My proof is given below :
$\displaystyle a\cos^{2} x\ +\ b\cos x\ +\ c\ =\ 0$ is the given equation. We know, $\displaystyle \cos 2x\ =\ 2\cos^{2\ } x\ -\ 1$ and from this we can express $\displaystyle \cos x$ as $\displaystyle \cos x\ =\ \sqrt{\frac{1\ +\ \cos 2x}{2}} \ $.
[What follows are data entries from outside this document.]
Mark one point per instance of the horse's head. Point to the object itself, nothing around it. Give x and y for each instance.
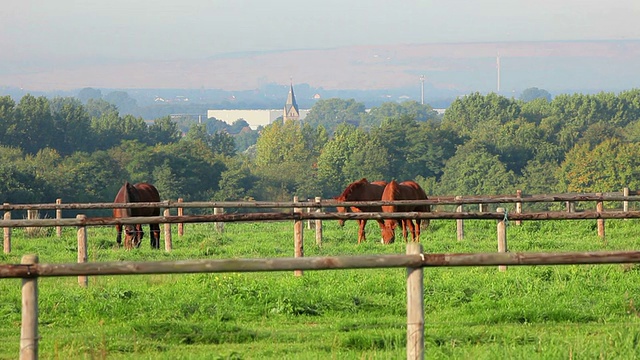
(341, 209)
(389, 231)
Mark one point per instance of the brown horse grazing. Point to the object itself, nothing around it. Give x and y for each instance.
(406, 190)
(362, 190)
(133, 234)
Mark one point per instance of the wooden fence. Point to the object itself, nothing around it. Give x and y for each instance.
(415, 260)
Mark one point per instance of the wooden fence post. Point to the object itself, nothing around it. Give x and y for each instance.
(459, 222)
(518, 206)
(625, 204)
(7, 232)
(219, 225)
(168, 245)
(180, 213)
(32, 214)
(600, 208)
(83, 280)
(502, 237)
(29, 330)
(58, 217)
(318, 225)
(571, 206)
(309, 220)
(415, 307)
(298, 247)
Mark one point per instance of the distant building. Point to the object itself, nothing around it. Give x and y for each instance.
(291, 111)
(257, 118)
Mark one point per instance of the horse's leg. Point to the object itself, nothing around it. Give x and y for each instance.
(412, 229)
(155, 235)
(362, 224)
(119, 235)
(381, 224)
(404, 228)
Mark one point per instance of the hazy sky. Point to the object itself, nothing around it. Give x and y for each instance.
(59, 30)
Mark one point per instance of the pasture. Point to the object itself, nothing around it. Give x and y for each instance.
(533, 312)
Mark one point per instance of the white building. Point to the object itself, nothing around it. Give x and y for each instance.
(257, 118)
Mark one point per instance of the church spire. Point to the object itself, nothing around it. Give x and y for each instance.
(291, 110)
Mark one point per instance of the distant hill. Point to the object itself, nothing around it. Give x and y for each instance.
(449, 69)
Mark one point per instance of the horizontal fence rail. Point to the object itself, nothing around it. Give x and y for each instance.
(316, 263)
(433, 200)
(102, 221)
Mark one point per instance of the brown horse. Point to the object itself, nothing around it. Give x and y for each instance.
(406, 190)
(133, 234)
(362, 190)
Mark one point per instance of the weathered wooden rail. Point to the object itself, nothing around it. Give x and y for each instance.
(30, 270)
(415, 260)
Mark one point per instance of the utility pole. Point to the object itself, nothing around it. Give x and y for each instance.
(422, 89)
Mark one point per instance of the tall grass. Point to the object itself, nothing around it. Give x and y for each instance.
(533, 312)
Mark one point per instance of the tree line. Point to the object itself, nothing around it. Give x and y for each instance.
(483, 144)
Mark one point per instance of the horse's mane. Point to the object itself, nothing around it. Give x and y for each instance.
(351, 188)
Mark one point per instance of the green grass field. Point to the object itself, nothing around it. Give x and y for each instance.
(532, 312)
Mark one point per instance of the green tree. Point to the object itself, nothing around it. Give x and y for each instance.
(18, 180)
(237, 182)
(609, 165)
(477, 114)
(72, 126)
(7, 116)
(32, 127)
(282, 159)
(475, 171)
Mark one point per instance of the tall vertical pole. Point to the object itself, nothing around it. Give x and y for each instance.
(422, 89)
(415, 307)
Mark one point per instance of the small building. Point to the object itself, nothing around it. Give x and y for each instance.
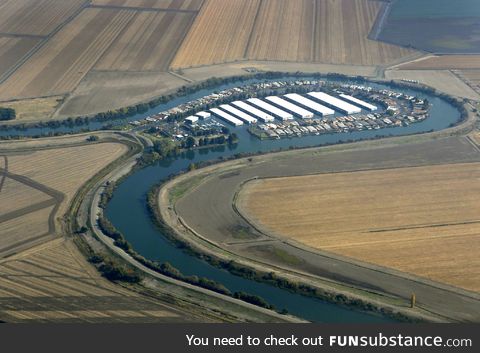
(203, 115)
(191, 120)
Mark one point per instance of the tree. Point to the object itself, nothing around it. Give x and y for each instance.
(190, 142)
(7, 114)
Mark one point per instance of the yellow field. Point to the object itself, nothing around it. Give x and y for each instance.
(219, 34)
(342, 28)
(65, 169)
(471, 77)
(283, 31)
(15, 195)
(323, 31)
(34, 109)
(38, 17)
(59, 65)
(149, 43)
(15, 232)
(445, 62)
(424, 220)
(40, 180)
(153, 4)
(12, 50)
(54, 282)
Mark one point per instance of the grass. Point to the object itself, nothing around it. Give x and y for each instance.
(391, 217)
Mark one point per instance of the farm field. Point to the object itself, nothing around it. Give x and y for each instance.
(66, 169)
(192, 5)
(392, 217)
(472, 77)
(215, 36)
(13, 49)
(283, 31)
(148, 43)
(59, 65)
(35, 17)
(30, 110)
(443, 80)
(39, 185)
(53, 282)
(445, 62)
(341, 32)
(286, 30)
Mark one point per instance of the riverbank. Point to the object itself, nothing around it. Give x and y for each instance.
(207, 244)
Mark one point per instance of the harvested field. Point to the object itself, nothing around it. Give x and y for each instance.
(30, 110)
(153, 4)
(341, 32)
(65, 169)
(27, 228)
(53, 282)
(38, 17)
(100, 91)
(471, 77)
(392, 217)
(445, 62)
(219, 34)
(59, 65)
(15, 195)
(13, 49)
(283, 31)
(323, 31)
(38, 187)
(443, 80)
(148, 43)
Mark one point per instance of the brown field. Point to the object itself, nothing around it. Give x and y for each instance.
(422, 220)
(283, 31)
(13, 49)
(341, 32)
(323, 31)
(37, 182)
(153, 4)
(471, 77)
(59, 66)
(219, 34)
(39, 17)
(443, 80)
(15, 195)
(16, 232)
(29, 110)
(53, 282)
(445, 62)
(66, 169)
(149, 42)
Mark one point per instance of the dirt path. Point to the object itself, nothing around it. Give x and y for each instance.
(208, 210)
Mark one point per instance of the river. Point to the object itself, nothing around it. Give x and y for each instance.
(128, 212)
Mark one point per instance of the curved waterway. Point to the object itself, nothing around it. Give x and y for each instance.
(128, 212)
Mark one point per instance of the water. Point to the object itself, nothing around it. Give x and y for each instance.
(127, 211)
(439, 26)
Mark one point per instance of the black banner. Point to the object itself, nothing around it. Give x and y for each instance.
(240, 338)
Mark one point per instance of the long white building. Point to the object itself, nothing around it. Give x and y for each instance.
(280, 114)
(266, 118)
(295, 109)
(239, 114)
(336, 103)
(226, 117)
(320, 109)
(359, 102)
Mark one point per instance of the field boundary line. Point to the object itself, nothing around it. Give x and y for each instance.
(26, 210)
(42, 43)
(139, 9)
(4, 173)
(255, 22)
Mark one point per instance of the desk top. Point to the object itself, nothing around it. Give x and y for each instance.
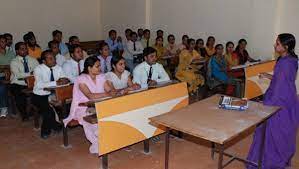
(205, 120)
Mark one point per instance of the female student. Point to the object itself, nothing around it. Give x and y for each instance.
(217, 72)
(90, 85)
(119, 78)
(282, 127)
(210, 46)
(186, 71)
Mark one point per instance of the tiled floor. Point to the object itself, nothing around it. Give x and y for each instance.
(22, 148)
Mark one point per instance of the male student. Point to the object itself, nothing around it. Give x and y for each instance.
(57, 36)
(149, 72)
(47, 74)
(21, 67)
(74, 66)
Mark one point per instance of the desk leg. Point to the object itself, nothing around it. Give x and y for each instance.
(221, 153)
(262, 145)
(146, 146)
(105, 161)
(167, 148)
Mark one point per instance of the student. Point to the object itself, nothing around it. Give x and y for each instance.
(115, 43)
(90, 85)
(186, 71)
(281, 130)
(74, 40)
(22, 66)
(217, 72)
(200, 48)
(54, 47)
(135, 50)
(242, 53)
(6, 56)
(57, 36)
(210, 46)
(74, 66)
(140, 34)
(9, 42)
(149, 72)
(119, 78)
(105, 58)
(146, 40)
(47, 74)
(183, 45)
(33, 48)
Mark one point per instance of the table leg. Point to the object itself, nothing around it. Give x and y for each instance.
(167, 148)
(262, 145)
(220, 160)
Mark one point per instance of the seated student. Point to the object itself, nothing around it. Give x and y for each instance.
(105, 58)
(47, 74)
(73, 67)
(119, 78)
(33, 49)
(115, 43)
(200, 48)
(186, 71)
(74, 40)
(210, 46)
(146, 40)
(90, 85)
(149, 72)
(217, 72)
(135, 49)
(54, 47)
(6, 56)
(22, 66)
(57, 36)
(9, 43)
(242, 53)
(183, 45)
(140, 34)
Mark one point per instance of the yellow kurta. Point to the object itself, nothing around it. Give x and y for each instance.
(186, 72)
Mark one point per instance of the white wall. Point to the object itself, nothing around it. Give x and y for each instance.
(72, 17)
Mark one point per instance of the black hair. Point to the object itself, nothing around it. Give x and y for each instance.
(149, 50)
(170, 36)
(73, 38)
(44, 54)
(54, 33)
(52, 42)
(19, 44)
(89, 62)
(115, 60)
(111, 31)
(289, 42)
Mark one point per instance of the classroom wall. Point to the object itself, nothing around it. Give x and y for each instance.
(72, 17)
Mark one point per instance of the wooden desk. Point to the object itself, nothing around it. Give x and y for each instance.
(205, 120)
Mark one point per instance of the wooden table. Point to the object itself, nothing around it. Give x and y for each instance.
(206, 121)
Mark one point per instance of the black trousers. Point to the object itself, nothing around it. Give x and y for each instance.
(20, 98)
(48, 115)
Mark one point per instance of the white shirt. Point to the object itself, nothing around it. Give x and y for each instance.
(118, 83)
(130, 49)
(70, 68)
(42, 75)
(141, 73)
(60, 59)
(105, 64)
(17, 69)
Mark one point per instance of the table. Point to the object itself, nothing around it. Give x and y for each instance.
(206, 121)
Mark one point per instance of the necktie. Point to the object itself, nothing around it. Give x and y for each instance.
(52, 75)
(26, 68)
(149, 78)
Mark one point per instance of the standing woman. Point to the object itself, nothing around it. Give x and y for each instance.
(282, 127)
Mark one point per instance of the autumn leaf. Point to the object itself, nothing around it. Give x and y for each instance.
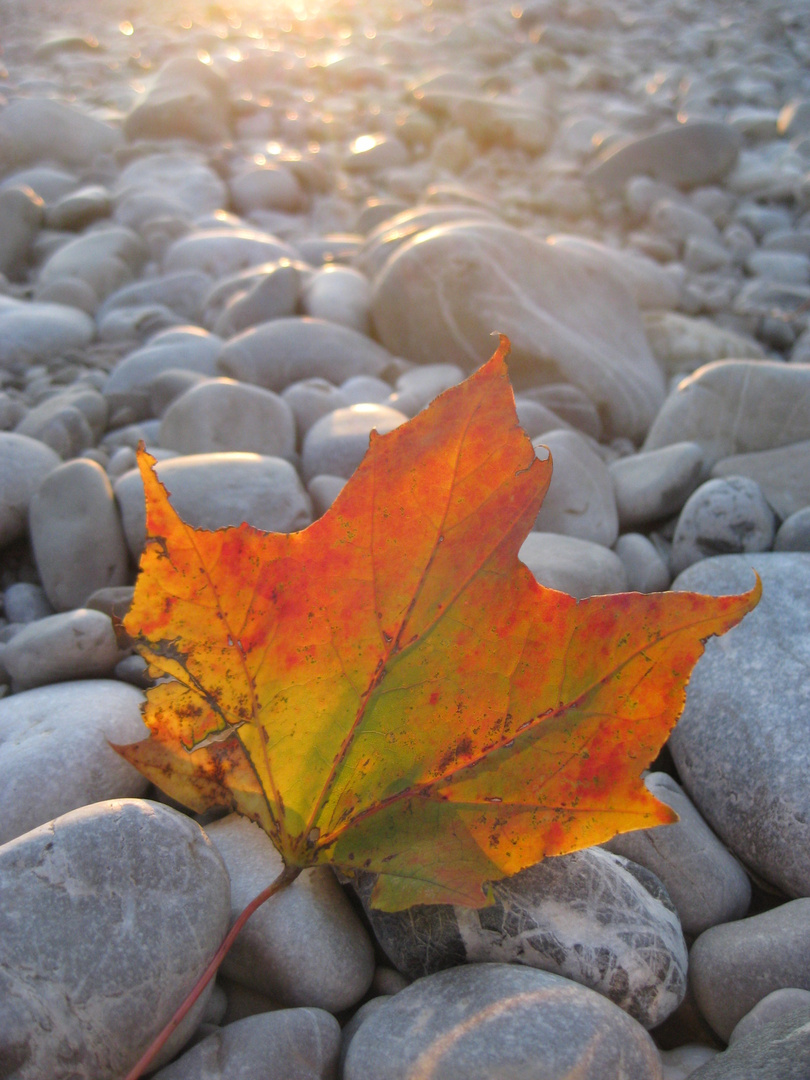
(391, 689)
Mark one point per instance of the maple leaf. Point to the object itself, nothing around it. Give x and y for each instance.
(391, 689)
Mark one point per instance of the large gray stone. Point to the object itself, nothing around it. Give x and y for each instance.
(287, 1044)
(283, 351)
(102, 934)
(736, 964)
(493, 1020)
(740, 744)
(703, 879)
(55, 752)
(566, 320)
(76, 534)
(591, 916)
(777, 1051)
(725, 516)
(213, 490)
(737, 406)
(688, 156)
(305, 946)
(24, 464)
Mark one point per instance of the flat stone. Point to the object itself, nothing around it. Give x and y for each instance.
(38, 129)
(736, 964)
(736, 745)
(214, 490)
(566, 321)
(703, 879)
(657, 484)
(689, 156)
(76, 534)
(737, 406)
(574, 566)
(651, 284)
(224, 415)
(775, 1051)
(488, 1020)
(783, 475)
(287, 1044)
(24, 464)
(32, 333)
(278, 353)
(723, 516)
(683, 343)
(79, 644)
(591, 916)
(102, 935)
(55, 752)
(305, 946)
(580, 500)
(337, 443)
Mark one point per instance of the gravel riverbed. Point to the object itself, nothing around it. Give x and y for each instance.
(248, 235)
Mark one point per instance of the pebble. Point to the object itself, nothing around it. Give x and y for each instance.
(24, 464)
(591, 916)
(283, 351)
(723, 517)
(76, 534)
(78, 644)
(574, 566)
(736, 740)
(706, 885)
(782, 474)
(488, 1020)
(99, 875)
(736, 406)
(213, 490)
(580, 500)
(779, 1050)
(221, 415)
(655, 485)
(305, 946)
(287, 1044)
(337, 443)
(55, 752)
(215, 238)
(733, 966)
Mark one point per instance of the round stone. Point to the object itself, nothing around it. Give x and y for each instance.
(486, 1020)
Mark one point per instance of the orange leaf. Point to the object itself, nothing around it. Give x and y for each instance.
(391, 689)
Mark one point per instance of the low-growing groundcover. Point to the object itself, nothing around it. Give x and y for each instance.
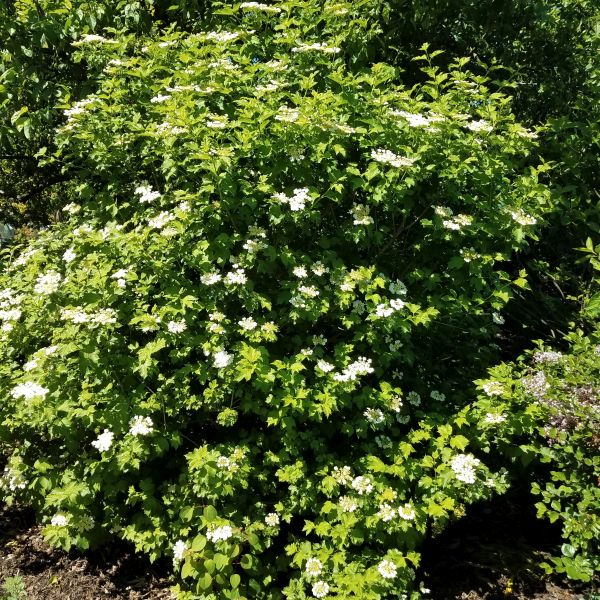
(246, 346)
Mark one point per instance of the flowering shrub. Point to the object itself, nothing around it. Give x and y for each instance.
(206, 358)
(545, 411)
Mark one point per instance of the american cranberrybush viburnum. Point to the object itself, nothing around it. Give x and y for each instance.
(268, 259)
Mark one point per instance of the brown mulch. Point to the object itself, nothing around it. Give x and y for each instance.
(480, 559)
(51, 574)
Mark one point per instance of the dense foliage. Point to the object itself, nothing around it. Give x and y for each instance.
(248, 341)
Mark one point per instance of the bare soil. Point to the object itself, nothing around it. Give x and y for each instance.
(491, 555)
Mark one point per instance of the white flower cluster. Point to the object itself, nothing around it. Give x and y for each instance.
(318, 47)
(29, 390)
(361, 366)
(387, 157)
(146, 193)
(103, 316)
(387, 310)
(348, 504)
(222, 36)
(161, 220)
(176, 326)
(47, 283)
(458, 222)
(247, 323)
(140, 425)
(464, 466)
(374, 416)
(342, 475)
(361, 215)
(218, 534)
(362, 485)
(418, 120)
(9, 311)
(159, 98)
(387, 569)
(287, 114)
(297, 201)
(549, 357)
(260, 6)
(479, 126)
(320, 589)
(494, 418)
(272, 520)
(104, 441)
(222, 359)
(493, 388)
(313, 567)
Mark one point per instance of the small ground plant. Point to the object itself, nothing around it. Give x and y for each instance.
(239, 349)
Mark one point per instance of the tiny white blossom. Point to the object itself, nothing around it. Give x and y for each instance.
(29, 390)
(387, 569)
(272, 519)
(218, 534)
(141, 425)
(222, 359)
(104, 441)
(177, 326)
(362, 485)
(320, 589)
(313, 567)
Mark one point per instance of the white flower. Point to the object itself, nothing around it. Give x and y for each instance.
(343, 476)
(406, 512)
(297, 201)
(480, 125)
(177, 326)
(464, 466)
(360, 213)
(146, 193)
(179, 550)
(493, 388)
(222, 359)
(494, 418)
(236, 277)
(217, 534)
(397, 287)
(320, 589)
(29, 390)
(260, 6)
(104, 441)
(140, 425)
(325, 366)
(210, 278)
(386, 512)
(313, 567)
(69, 255)
(160, 98)
(389, 158)
(161, 220)
(47, 283)
(300, 272)
(59, 520)
(387, 569)
(272, 519)
(362, 485)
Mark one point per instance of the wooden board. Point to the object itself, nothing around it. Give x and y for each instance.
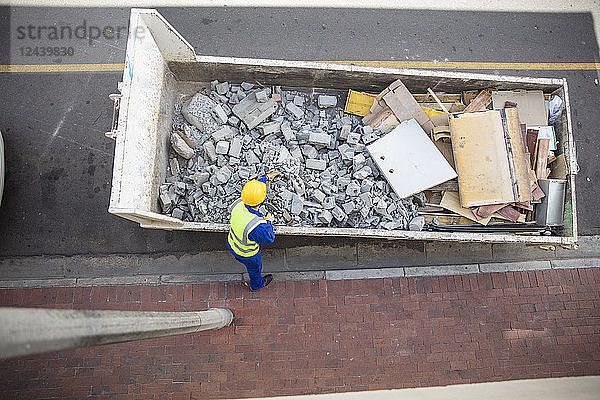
(518, 157)
(485, 174)
(451, 202)
(409, 160)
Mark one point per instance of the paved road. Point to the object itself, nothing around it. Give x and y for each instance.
(59, 162)
(324, 336)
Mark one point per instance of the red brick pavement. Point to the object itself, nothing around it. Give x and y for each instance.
(326, 336)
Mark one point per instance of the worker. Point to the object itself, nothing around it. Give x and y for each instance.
(248, 230)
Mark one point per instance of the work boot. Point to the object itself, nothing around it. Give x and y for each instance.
(268, 279)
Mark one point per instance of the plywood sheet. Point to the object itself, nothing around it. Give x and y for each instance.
(409, 160)
(490, 158)
(450, 201)
(481, 158)
(530, 103)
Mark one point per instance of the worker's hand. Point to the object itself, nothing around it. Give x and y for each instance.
(272, 174)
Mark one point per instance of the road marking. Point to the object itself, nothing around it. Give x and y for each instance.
(480, 65)
(446, 65)
(62, 68)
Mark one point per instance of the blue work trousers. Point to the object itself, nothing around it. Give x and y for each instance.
(254, 266)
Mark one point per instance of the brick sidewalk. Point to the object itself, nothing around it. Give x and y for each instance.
(326, 336)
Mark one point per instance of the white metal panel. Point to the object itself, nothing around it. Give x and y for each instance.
(409, 160)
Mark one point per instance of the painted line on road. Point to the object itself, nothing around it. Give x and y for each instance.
(446, 65)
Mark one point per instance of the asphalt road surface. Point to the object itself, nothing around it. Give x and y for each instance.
(60, 164)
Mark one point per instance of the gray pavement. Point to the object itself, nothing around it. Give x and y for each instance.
(60, 164)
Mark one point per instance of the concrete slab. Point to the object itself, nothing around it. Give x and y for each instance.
(390, 253)
(445, 253)
(321, 257)
(576, 263)
(515, 266)
(587, 246)
(364, 274)
(439, 270)
(515, 252)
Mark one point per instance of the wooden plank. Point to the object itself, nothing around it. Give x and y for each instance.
(479, 102)
(517, 157)
(486, 211)
(451, 202)
(481, 158)
(542, 158)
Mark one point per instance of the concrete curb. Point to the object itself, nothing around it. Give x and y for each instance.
(347, 274)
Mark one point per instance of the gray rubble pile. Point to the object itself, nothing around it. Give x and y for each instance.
(230, 133)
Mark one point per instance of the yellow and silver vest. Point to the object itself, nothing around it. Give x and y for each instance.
(241, 224)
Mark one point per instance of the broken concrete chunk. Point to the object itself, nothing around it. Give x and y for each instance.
(200, 177)
(251, 112)
(197, 111)
(177, 213)
(325, 217)
(270, 127)
(262, 96)
(294, 110)
(309, 151)
(299, 100)
(329, 202)
(353, 138)
(313, 163)
(224, 133)
(165, 202)
(348, 207)
(284, 154)
(222, 88)
(219, 114)
(209, 151)
(297, 204)
(223, 174)
(417, 223)
(174, 165)
(338, 213)
(362, 173)
(318, 195)
(345, 131)
(319, 139)
(287, 131)
(352, 189)
(236, 147)
(325, 101)
(222, 147)
(366, 199)
(181, 147)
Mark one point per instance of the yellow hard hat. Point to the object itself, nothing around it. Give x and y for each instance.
(254, 193)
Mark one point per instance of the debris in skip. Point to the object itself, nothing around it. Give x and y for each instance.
(469, 161)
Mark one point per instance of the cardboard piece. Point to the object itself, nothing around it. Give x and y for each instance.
(450, 201)
(398, 99)
(409, 160)
(359, 103)
(480, 102)
(490, 158)
(530, 104)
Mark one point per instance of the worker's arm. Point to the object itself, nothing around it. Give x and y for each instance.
(263, 234)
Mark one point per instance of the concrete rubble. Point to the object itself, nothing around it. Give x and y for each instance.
(229, 133)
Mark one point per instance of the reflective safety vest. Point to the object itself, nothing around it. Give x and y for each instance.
(241, 224)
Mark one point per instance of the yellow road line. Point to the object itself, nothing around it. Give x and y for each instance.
(447, 65)
(62, 68)
(543, 66)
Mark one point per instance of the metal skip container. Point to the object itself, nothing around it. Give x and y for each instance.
(550, 211)
(159, 62)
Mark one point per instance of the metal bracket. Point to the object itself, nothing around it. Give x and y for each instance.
(116, 98)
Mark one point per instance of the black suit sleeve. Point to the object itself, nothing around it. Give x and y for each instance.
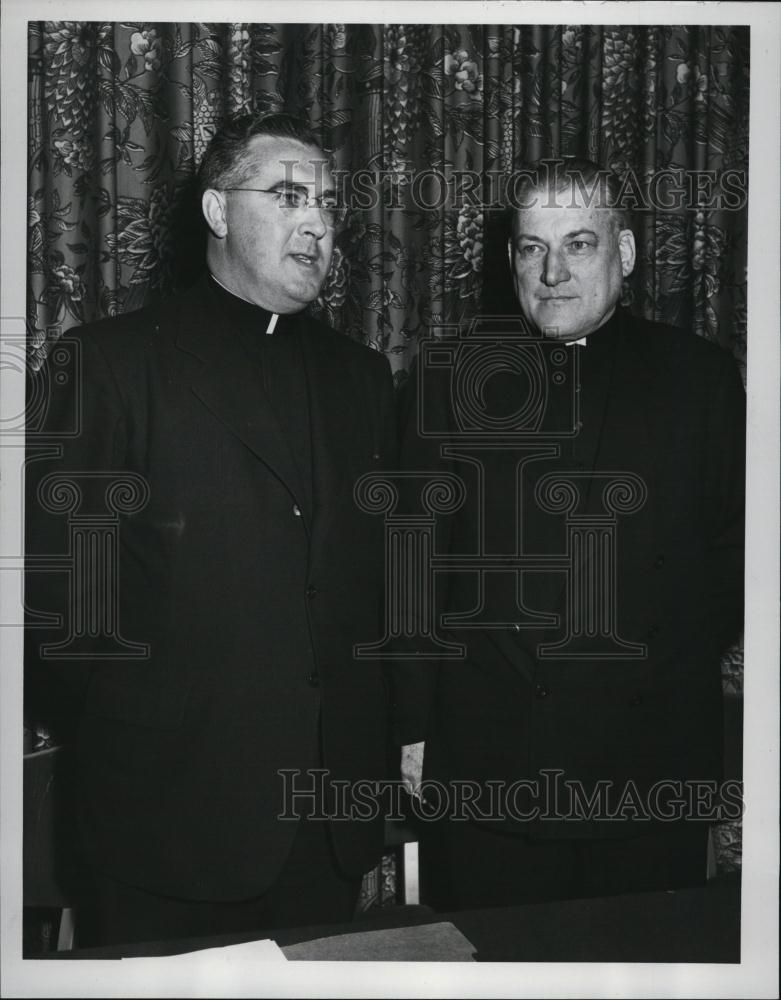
(82, 430)
(726, 529)
(414, 676)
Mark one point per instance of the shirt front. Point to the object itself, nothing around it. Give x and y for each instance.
(277, 356)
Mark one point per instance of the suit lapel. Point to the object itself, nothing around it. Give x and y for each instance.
(620, 396)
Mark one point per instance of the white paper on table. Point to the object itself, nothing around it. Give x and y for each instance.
(250, 951)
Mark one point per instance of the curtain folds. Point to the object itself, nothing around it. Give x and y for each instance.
(425, 118)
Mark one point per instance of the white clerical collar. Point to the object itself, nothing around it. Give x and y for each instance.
(273, 318)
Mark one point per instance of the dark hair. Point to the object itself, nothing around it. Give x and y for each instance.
(226, 164)
(600, 186)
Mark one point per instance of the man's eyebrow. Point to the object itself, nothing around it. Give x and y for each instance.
(285, 185)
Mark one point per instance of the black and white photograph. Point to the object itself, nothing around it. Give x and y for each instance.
(389, 568)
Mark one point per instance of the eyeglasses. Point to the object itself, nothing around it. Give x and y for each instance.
(296, 200)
\begin{gather*} a\ \frac{1\ \ +\ \cos 2x}{2} \ +\ b\sqrt{\frac{1\ +\ \cos 2x}{2}} \ +\ c\ =\ 0\\ \Longrightarrow \ b^{2} \ .\ \frac{1\ \ +\ \cos 2x}{2} \ =\ a^{2} \ \left(\frac{1\ \ +\ \cos 2x}{2}\right)^{2} +\ c^{2} \ +\ 2ac\ .\ \frac{1\ \ +\ \cos 2x}{2}\\ \Longrightarrow \ 2b^{2} \ .\ ( 1\ \ +\ \cos 2x) \ =\ a^{2} \ ( 1\ \ +\ \cos 2x)^{2} +\ 4c^{2} \ +\ 4ac\ .\ ( 1\ \ +\ \cos 2x)\\ \Longrightarrow \ a^{2} \ \cos^{2} \ 2x\ +\ \left( a^{2} \ +\ 4c^{2} \ +\ 4ac\ -\ 2b^{2}\right) \ +\ \left( 4ac\ +\ 2a^{2} \ -\ 2b^{2}\right)(\cos 2x) \ =\ 0\\ \end{gather*}